The last two weeks have provided stark evidence that the world, which will always be challenged by difficulties and disagreements, is, in essence, divided between two competing ideologies. Those who believe in using violence and murder to impose their political views on others and those who use peaceful and democratic means to achieve their aims.
Iraq is struggling to shake off the last vestiges of the civil war that nearly ripped the country apart in 2006, but recent progress has been real, tangible and is, perhaps, becoming irreversible. However some of those who imposed Ba’athism on Iraq for three decades and in recent times have murdered soldiers, police, intellectuals, Government workers and those Iraqis deemed to have ‘sinned’ against Islam, continue to employ extreme violence in order to achieve their hateful aims. Today in Baghdad at least 33 people were killed when a suicide bomber blew himself up at a conference aimed at securing national reconciliation and a peaceful democratic future for Iraq. The BBC reported that an Iraqi government spokesman, Ali al-Dabbagh, insisted after the bombing that there would be "no going back" from the path of reconciliation in Iraq.
"Reconciliation is the response to the devilish acts that try to wreck nationalist efforts between Iraqis,"

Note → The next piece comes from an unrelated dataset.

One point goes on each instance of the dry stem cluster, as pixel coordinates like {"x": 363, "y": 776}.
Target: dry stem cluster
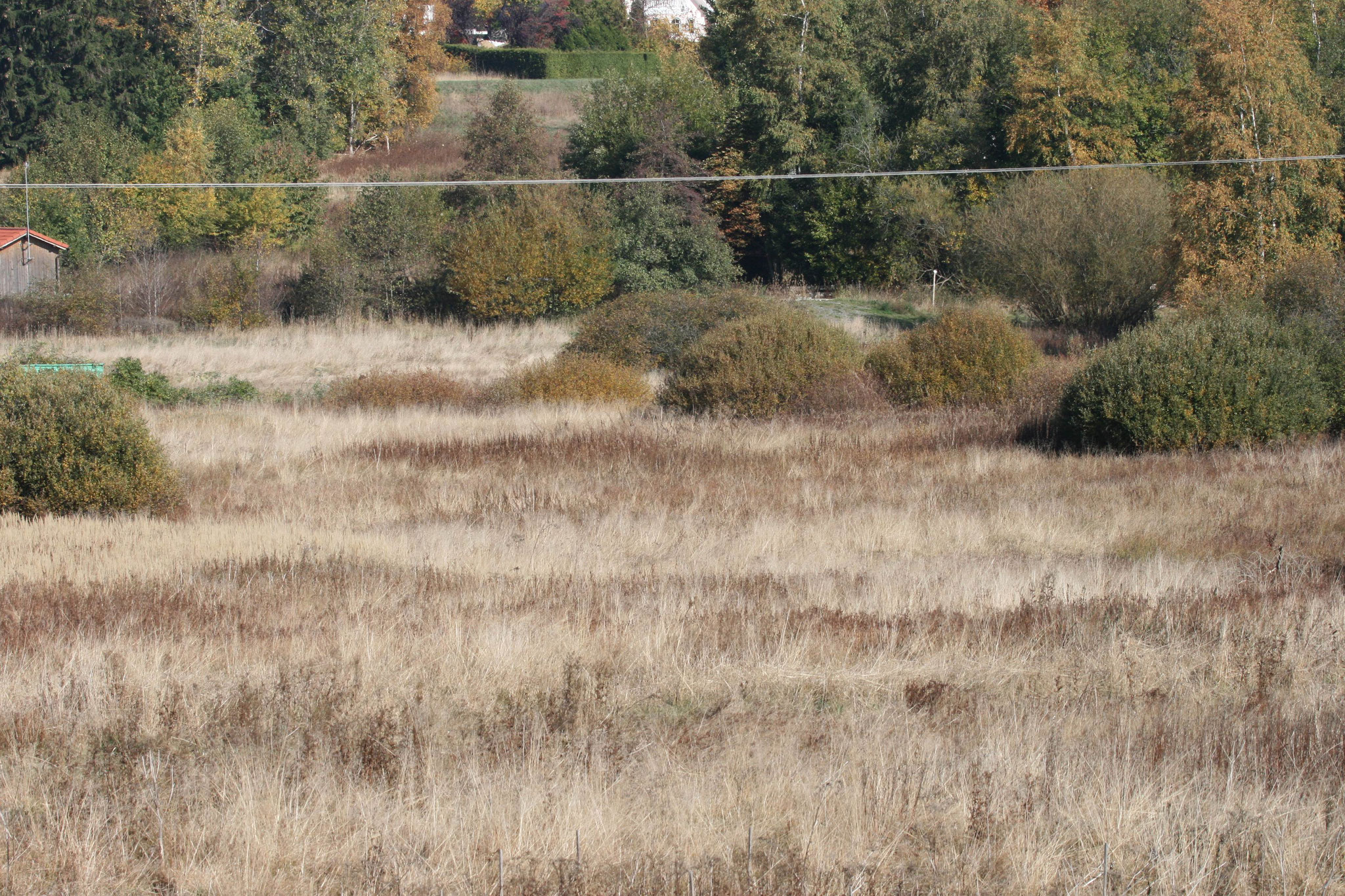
{"x": 903, "y": 651}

It took the Iraqi militias six years of civil war to understand that political violence destroys society. Unfortunately there are those in Ulster who have still failed to learn that lesson in spite of 40 years of bloodshed. The Republican splinter groups, the Real IRA and the Continuity IRA, know that they do not have a fraction of the resources of the Provisional IRA, which failed to achieve its objectives after 30 years of war. Therefore it is evident that their rationale, and murderers can all too often be extremely rational, is to provoke retribution and to draw the army back onto the streets. Such is their arrogance and lack of humanity that they want to re-ignite a bloody conflict in order to achieve their own narrow and pointless political aims. Indeed they consider it to be worth sacrificing the blood of innocent humanity in order to achieve their goal of swapping the passport of one prosperous democratic state for that of another prosperous democratic state.

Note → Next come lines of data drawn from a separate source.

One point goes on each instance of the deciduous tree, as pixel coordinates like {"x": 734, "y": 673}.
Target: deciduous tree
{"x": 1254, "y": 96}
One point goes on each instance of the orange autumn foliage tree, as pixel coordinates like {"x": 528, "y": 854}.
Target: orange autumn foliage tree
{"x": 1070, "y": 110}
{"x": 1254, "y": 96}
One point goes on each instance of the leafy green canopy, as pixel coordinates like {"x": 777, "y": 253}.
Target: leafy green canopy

At least in Ulster and Iraq we can see the light at the end of the tunnel and the majority of citizens appear to have turned their backs on political violence. In Pakistan, where the Sri Lankan cricket team was recently attacked by teenage gunmen, there does not appear to be a tunnel. Since the attack on the cricket team, the Pakistani Taliban has blown up 16 music shops, it has destroyed the shrine of a Sufi poet in Peshawar because it was visited by women, it has beheaded two supposed ‘spies’ and it has murdered 14 captured Pakistani soldiers. And of course the Pakistani Government has surrendered the Swat Valley to the terrorists, who will now impose their backword and brutal version of Sharia law onn the territory, and all that that entails for women and those who want to pursue a free life.
In Ulster and Iraq we can be confident that the collective will of societies now committed to democracy and political reconciliation will, one day, triumph over the evil ideology of the gunmen. In Pakistan on the verge of bankruptcy, with a population that the state cannot feed, educate or provide employment for, it is unclear which ideology will carry the day.